Since Covid-19 there has been a massive shift in technology, which has enabled advisers to get closer to their clients. And still, an even bigger change is coming with the Financial Conduct Authority’s consumer duty as advisers do more to track their client outcomes, according to Dynamic Planner chief executive Ben Goss.
“The ability to really track, understand and track outcomes is going to be a game-changer because consumer duty is forcing it. The first part of the financial planning cycle is: what does the client want to achieve? But it hasn’t really been tracked,” he says.
“And that’s because tracking outcomes are technically quite difficult. There are lots of variables, but with good financial planning technology [provides] the ability to monitor the portfolio daily, and the ability to monitor positions and to articulate to the client where they are at any given time against their plan.”
Goss says this is where a company such as Dynamic Planner would come in, because it has developed technology to support advisers conducting reviews, which can track and understand clients’ outcomes against their objectives.

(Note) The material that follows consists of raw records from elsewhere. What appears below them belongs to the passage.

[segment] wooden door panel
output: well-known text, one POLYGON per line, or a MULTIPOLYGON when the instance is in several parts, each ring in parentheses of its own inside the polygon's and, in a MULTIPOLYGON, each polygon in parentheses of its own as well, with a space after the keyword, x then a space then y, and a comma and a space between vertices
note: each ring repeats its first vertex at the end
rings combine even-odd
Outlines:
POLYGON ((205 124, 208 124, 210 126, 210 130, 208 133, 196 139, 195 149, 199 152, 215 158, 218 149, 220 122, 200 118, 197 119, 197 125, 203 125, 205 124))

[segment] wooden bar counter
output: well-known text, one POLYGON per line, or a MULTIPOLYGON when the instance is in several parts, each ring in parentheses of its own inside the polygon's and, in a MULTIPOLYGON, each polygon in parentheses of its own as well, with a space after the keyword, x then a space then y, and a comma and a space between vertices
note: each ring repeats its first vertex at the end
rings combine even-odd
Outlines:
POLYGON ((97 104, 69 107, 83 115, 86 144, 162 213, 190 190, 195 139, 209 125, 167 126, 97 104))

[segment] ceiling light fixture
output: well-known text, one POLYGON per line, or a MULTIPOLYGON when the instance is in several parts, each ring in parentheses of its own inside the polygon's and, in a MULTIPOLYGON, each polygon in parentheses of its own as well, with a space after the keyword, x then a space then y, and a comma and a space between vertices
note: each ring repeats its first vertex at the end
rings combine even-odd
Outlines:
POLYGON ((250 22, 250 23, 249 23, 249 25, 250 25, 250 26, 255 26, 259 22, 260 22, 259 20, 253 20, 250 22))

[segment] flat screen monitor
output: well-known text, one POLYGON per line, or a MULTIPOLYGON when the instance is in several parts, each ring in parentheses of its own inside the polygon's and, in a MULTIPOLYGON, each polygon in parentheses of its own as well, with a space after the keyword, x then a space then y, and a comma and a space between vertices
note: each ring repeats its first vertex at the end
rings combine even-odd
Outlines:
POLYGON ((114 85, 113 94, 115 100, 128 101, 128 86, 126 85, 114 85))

As a result of the Dynamic Planner technology that advisers incorporate into their annual reviews, he says that in some cases this has cut the review time down to 18 minutes from as much as five hours.
“We have clients who have gone from 80 to 100 end clients per adviser to 200 to 300 clients per adviser [...] because they are using end-to-end technology to crush down that time, cost and risk of delivering advice,” he says.
“The system does not give advice, the adviser does that, but it crunches the numbers, does the math and ensures you don’t have to rekey or do all of that checking you did on manual systems.
“In that review, you can check whether the risk of the portfolio is still suitable, and you can track whether the client is still on track for their objectives, which is very powerful.”
Speaking to Goss as the company marks its 20th anniversary, he says getting the time down to 18 minutes has been helped with the use of digital apps for the customer to use so that they can, for example, tell the adviser ahead of a review what has changed in their circumstances, or they can check their fact find on their phone.
Goss says advisers have also expressed satisfaction with the tool, which is not just helping them cut down on time, but it also means they can pass this on in fewer fees to their clients.
“[The adviser says], ‘if it’s taking me 18 minutes, I can charge a lot less or I could charge a fraction of what I was charging, and therefore the minimum fee client or the minimum investment that a client might be offered can come right down’.
“And we absolutely have firms today who are using Dynamic Planner for that purpose.”